The most recent Jetson is the Orin. Currently, this and Xavier have flash tools up to install of Ubuntu 20.04. Thus, even the most recent Jetsons can only install using an Ubuntu 20.04 host PC since the flash software underlying this use 20.04 tools to create the 20.04 content.

I agree that SDKM could be made more modular, something I would like to do (if I had access to JetPack/SDKM source) would be to abstract the install PC requirements. One could for example say that “we need ext4 tools with certain options, so can we test and find out if the current host passes this test? If yes, then the host is ok.” There are of course other options to test for, such as whether the host PC can run the right QEMU when using cross-package tools. It isn’t as simple as it sounds, but it sure would make life easier for the NVIDIA developers if they only had to port features instead of everything in order to make a newer PC release usable for flashing. I think if I had a chance to work on that I might even be able to make it work with Fedora (in the past I’ve used Fedora on command line).

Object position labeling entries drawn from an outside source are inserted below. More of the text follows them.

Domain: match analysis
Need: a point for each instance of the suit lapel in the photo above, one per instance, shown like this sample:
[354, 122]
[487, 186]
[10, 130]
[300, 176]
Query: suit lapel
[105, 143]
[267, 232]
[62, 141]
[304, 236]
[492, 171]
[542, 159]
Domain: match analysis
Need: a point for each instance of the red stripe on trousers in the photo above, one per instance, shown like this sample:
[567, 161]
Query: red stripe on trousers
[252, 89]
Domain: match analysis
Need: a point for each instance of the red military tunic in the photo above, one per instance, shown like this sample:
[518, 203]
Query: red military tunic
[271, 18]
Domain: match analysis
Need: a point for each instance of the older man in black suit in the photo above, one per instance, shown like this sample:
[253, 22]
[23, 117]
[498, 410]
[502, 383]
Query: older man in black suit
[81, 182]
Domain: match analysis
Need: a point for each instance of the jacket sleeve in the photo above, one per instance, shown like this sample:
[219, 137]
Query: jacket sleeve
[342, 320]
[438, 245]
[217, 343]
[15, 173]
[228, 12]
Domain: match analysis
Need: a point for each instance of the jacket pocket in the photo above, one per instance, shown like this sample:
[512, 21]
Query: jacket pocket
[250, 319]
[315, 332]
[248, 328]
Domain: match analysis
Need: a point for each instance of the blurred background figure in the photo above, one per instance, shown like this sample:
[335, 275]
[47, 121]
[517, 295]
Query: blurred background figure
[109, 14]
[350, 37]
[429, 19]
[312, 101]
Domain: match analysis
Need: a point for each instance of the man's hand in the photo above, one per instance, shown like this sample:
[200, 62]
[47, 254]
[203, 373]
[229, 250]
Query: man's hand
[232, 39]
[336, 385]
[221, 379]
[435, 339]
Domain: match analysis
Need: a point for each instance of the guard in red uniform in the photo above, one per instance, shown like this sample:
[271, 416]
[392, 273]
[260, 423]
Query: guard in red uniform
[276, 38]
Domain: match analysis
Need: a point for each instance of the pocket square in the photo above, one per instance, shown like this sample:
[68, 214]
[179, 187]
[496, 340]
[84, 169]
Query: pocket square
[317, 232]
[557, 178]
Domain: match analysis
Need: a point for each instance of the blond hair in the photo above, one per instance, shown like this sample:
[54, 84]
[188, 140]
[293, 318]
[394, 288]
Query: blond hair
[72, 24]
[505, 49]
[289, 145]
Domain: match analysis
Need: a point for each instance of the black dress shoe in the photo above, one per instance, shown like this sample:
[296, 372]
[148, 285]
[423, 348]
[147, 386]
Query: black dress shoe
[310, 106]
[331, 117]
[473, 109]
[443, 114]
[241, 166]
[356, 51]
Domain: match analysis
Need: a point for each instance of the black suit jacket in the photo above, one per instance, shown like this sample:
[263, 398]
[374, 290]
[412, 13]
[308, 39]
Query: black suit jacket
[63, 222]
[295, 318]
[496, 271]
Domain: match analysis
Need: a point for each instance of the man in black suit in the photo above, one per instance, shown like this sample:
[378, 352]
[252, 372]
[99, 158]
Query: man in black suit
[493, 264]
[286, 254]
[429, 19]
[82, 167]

Incidentally, Ubuntu 22.04 should work for command line flash. There is less checking when not using the GUI front end. However, download and install is entirely manual. Also, there are “extra package” install features which are not included in command line flash. Optional packages, e.g., CUDA, are not actually installed during flash. Once a flash completes it automatically reboots, and once first boot account setup is complete, then those optional packages are installed over ssh (which is not part of the flash software).